シティ・オブ・ゴッド(神の街)と呼ばれる街。
当たり前のように蔓延る、麻薬、武器。
それらを手にしてのし上がろうとする子供たち。
そんな街の風景を、カメラマン志望のブスカペの視線で語る。

時系列を前後させて、各エピソードをそれぞれ主要人物の物語として構成し、そしてその繋目はメイレレス監督の鮮やかな編集テクニックとセンスで洗練される。

カメラもすごく良くて、過去の映画人が誰も撮ったことのないスタイリッシュな構図の連続で、そしてそれがサンバのリズムに乗り画面を躍動させる暴力的に躍動させる。
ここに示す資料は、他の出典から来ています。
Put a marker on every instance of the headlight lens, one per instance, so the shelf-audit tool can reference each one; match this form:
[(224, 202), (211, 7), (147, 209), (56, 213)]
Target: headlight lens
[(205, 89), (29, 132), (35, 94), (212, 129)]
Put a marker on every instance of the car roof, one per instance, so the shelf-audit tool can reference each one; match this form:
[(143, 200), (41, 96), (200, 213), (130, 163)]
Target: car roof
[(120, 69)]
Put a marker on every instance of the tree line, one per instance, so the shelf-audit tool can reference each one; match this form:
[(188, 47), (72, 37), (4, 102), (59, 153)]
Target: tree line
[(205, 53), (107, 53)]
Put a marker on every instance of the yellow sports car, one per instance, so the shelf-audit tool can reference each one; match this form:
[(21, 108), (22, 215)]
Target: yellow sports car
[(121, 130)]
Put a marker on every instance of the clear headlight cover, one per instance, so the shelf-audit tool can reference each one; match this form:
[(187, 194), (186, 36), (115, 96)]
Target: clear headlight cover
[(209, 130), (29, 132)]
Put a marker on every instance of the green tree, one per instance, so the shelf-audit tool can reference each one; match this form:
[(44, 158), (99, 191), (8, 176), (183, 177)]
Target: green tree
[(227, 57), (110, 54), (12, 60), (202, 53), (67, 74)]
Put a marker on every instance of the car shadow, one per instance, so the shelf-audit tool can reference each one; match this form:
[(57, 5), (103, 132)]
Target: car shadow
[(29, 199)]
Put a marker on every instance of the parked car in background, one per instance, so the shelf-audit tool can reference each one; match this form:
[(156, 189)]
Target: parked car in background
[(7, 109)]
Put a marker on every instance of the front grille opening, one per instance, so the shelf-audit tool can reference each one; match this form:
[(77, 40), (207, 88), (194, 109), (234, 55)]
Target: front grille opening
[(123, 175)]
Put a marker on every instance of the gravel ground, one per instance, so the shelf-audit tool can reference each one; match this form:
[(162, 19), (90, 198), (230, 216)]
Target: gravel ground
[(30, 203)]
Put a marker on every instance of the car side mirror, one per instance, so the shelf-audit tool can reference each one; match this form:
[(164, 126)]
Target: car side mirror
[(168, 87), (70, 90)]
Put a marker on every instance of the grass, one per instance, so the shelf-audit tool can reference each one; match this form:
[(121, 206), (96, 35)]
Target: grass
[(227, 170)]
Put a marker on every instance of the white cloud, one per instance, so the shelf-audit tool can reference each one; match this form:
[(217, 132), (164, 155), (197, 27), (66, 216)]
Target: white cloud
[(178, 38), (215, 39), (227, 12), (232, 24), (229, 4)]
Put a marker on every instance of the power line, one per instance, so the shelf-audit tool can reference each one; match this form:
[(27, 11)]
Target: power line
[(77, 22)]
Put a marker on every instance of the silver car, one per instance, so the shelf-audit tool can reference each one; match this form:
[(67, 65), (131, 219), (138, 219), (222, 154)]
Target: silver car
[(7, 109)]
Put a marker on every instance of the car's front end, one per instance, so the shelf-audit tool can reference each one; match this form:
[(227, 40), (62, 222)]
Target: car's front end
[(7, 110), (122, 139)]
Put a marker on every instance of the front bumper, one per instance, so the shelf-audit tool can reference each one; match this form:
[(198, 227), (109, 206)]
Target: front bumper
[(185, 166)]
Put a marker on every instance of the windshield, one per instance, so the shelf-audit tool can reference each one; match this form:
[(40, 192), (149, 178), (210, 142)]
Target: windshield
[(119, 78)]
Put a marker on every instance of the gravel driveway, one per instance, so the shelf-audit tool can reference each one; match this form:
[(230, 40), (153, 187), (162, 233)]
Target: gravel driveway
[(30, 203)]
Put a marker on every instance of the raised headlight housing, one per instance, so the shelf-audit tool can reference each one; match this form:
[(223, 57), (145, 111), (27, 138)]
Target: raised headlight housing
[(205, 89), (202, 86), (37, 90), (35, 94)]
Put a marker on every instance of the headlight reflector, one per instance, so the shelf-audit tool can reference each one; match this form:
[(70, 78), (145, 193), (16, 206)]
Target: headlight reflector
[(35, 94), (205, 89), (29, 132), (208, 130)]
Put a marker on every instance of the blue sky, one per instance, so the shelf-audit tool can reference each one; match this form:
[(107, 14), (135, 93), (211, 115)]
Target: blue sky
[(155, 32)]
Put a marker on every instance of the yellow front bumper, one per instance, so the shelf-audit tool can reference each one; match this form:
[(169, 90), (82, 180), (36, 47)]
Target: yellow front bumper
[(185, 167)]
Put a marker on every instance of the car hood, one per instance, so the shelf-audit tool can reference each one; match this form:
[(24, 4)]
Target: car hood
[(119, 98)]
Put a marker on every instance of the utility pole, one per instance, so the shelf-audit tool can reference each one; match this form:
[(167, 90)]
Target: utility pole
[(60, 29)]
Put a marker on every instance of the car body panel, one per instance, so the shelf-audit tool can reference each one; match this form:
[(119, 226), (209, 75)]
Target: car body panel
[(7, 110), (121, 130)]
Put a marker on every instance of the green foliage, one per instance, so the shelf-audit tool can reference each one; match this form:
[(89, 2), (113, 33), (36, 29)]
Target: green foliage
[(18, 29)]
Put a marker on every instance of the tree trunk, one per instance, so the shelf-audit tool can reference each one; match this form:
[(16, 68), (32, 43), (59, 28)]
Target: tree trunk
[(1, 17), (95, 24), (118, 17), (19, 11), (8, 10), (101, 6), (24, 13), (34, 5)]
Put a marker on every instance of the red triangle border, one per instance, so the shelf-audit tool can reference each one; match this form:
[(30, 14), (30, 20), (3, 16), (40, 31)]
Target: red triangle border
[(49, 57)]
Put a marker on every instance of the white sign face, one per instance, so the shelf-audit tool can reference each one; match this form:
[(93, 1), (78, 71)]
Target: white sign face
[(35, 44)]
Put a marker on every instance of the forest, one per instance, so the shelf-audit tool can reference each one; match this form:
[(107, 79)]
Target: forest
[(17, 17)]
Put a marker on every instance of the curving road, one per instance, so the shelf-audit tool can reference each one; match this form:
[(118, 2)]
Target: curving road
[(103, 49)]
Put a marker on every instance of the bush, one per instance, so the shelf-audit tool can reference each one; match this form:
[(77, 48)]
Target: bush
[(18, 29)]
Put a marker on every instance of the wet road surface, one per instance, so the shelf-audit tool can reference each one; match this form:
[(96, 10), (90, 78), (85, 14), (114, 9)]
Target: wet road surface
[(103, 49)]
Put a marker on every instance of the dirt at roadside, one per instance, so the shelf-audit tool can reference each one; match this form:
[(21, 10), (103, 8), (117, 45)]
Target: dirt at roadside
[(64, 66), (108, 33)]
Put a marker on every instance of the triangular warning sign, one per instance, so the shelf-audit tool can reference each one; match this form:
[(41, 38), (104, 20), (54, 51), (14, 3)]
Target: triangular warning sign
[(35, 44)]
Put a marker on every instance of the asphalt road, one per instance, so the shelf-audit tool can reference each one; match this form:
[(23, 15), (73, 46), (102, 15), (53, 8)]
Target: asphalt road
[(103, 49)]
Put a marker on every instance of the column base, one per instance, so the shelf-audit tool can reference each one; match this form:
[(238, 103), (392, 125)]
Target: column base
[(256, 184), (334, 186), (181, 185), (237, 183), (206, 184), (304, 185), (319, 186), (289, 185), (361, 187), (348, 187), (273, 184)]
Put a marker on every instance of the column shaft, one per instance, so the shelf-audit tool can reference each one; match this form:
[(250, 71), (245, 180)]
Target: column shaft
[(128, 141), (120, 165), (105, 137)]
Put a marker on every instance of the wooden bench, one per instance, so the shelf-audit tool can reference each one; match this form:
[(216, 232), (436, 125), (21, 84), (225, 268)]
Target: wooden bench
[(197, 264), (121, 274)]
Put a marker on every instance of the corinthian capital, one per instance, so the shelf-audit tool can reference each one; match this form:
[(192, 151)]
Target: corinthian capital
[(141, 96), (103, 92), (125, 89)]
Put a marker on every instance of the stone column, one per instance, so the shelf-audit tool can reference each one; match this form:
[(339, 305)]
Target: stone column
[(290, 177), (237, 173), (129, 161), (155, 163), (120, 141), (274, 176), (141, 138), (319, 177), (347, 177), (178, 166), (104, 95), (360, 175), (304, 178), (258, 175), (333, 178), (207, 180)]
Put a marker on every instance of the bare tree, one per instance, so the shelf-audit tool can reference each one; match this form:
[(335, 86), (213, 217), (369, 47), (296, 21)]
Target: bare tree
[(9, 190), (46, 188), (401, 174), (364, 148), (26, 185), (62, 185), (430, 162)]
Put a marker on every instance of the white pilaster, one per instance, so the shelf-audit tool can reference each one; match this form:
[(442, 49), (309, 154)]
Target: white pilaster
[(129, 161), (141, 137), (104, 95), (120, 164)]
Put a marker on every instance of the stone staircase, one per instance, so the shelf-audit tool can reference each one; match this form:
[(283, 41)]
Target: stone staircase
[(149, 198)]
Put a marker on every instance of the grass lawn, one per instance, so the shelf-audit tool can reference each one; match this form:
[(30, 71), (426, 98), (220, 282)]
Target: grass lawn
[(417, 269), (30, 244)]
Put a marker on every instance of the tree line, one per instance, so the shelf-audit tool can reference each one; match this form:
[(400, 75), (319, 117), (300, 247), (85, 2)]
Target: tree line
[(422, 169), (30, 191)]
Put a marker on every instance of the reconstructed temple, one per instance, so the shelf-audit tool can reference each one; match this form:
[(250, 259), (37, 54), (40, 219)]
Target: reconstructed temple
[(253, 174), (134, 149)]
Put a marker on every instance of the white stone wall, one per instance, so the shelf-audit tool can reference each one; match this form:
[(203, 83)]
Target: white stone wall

この街の荒み方からしたら、日本のスラムと言われている場所が、保養地に見えてくる。
それだけ厳しい街。

ここを出れば我々が思う普通の暮らしができると思うのに、彼らの多くは街を出ようとはしない。
街全体に漂っている麻薬のような暴力支配の甘い味を知ってしまったら、もうその快感から抜け出すことができないのだ。
そして、無理に抜け出そうとするとそれは死を意味するということが、本能的にわかっている。

支配の快感を得たいと思う欲望。
その欲望が殺戮を呼ぶ。
殺戮が殺戮を呼び、それが大きな憎悪の塊になって街は戦争状態になる。
その街が神の街とよばれることの愚かさよ。

限りなく流される血で、この殺伐とした街が新陳代謝されていくというエンディングも強烈だ。

舞台となった、リオ・ジャネイロはオリンピックも開催された都市。
しかし、こういった街の現状は国外に対して発信されない。
恥部といえる場所は、やはり国として隠しておきたいのだ。それはどこの国でも一緒だね。

そして、こんな強烈な暴露を描いたメイレレス監督が、リオ・オリンピックの総合演出をしたという、ブラックジョークにも似た事実。